Elle releva encore le regard vers ces grosseurs molles qui semblaient la narguer. Un pauvre sourire aux lèvres, elle se dit qu’elle avait au moins la chance que la nature ne l’ait que peu dotée à ce niveau. Anticipation de ce que son destin ferait d’elle ? Peut-être. Comment faisaient donc celles que la nature avait dotées d’une gorge plus… habituelle chez une femme ? Comment supportaient-elles de se voir dans une glace ? Etait-il possible que les hommes chérissent ceci ? Elle, en tout cas, n’éprouvait que répulsion pour cela.
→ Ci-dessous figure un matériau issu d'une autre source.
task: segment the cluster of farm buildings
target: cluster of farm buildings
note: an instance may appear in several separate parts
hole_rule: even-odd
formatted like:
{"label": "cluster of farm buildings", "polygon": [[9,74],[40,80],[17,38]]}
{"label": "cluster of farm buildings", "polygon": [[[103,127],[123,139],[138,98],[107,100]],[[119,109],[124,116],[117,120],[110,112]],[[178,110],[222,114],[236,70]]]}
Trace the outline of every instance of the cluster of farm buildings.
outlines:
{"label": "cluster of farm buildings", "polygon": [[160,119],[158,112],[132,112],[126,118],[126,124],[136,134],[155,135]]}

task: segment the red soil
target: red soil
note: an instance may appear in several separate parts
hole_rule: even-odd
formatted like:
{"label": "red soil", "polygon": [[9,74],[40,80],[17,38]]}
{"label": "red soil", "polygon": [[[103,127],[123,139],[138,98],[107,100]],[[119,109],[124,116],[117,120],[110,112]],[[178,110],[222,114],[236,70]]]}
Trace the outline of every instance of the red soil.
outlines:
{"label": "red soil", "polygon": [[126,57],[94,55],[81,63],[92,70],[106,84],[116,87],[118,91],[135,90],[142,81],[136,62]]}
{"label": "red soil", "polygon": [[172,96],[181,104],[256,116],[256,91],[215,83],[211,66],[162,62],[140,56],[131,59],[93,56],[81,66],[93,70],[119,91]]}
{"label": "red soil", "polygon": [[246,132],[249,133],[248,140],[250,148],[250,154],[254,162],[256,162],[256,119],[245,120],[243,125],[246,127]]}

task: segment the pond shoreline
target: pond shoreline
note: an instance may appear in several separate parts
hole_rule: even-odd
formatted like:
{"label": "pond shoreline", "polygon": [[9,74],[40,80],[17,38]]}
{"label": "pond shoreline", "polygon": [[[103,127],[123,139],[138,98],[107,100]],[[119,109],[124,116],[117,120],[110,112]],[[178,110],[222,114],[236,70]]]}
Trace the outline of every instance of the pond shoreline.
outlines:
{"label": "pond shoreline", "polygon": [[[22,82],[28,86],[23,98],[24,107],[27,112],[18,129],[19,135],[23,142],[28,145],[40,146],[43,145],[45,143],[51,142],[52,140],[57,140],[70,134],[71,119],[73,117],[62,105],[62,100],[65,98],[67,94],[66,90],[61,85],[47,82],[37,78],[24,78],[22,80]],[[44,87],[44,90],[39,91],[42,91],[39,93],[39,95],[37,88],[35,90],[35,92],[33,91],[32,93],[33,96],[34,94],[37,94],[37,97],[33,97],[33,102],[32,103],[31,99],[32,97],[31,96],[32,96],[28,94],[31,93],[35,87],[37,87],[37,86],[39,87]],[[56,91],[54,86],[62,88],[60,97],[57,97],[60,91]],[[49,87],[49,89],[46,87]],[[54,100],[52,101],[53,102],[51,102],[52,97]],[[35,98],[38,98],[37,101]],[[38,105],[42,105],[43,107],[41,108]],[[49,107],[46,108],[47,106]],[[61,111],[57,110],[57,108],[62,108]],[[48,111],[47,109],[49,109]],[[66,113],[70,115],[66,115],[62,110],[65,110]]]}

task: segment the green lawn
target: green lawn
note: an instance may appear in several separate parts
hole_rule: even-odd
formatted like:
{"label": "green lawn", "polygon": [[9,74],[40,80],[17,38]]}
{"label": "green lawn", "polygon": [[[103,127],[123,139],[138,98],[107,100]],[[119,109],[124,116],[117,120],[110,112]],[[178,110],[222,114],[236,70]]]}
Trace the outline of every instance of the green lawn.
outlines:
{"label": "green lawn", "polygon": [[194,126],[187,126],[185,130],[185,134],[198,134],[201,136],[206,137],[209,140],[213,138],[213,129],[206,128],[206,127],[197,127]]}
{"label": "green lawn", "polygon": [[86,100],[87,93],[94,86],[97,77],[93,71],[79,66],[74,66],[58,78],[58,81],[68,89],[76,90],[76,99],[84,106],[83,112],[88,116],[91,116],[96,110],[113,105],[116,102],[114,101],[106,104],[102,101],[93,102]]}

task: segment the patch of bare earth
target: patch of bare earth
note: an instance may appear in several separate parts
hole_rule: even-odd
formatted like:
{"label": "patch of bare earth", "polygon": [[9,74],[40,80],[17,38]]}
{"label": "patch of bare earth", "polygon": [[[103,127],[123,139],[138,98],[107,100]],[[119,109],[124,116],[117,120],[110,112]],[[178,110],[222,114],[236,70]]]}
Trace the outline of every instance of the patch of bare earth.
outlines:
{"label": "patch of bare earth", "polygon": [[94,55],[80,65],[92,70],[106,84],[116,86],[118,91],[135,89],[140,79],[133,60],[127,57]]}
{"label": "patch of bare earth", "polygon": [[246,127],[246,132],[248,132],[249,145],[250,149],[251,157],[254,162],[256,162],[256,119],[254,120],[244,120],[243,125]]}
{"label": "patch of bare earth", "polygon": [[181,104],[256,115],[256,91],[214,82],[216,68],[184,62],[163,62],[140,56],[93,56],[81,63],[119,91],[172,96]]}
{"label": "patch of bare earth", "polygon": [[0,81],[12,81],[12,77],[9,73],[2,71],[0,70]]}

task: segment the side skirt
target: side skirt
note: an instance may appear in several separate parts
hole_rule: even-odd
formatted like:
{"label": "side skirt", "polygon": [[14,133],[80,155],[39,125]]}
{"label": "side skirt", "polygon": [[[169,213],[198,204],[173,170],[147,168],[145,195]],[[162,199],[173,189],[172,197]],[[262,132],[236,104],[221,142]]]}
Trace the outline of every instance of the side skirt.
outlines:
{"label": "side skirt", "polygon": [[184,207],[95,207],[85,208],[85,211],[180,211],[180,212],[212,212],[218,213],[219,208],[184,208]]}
Etait-ce là un autre signe que jamais elle ne serait pleinement homme, même en esprit ?

Elle, ne rêvait que de buste plat, de larges épaules, d’un torse tel qu’elle devinait être celui de…

Non ! Elle avait déjà dit qu’elle ne voulait pas songer à Lui !

Et pourtant, elle ne pouvait s’empêcher d’y penser. Qu’aimait-il, lui ? Les gorges opulentes, révélées par les corsages serrés des robes à la dernière mode ? Certainement. Et après-tout, n’était-ce pas ce qu’Elle portait ? N’était-Elle pas réputée pour la grâce et la perfection de ses charmes ?

Les images de la Reine, si féminine et toute en courbes dans ses robes de cour passèrent fugacement dans l’esprit d’Oscar… qui regarda encore une fois vers sa psyché. Non, vraiment, personne ne pourrait un jour être attiré par ce qu’elle y voyait. Il n’y avait pas une once de féminité dans ce corps trop grand et trop maigre pour attirer l’œil d’un homme, sans même parler de sa caresse. Ce corps trop plat et trop musclé pour être celui d’une femme, mais pas suffisamment pour être celui d’un homme…

Osseuse, anguleuse jusque dans son visage… Non, il n’y avait rien de féminin en elle, et pire encore, il n’y avait en ce corps rien de viril non plus.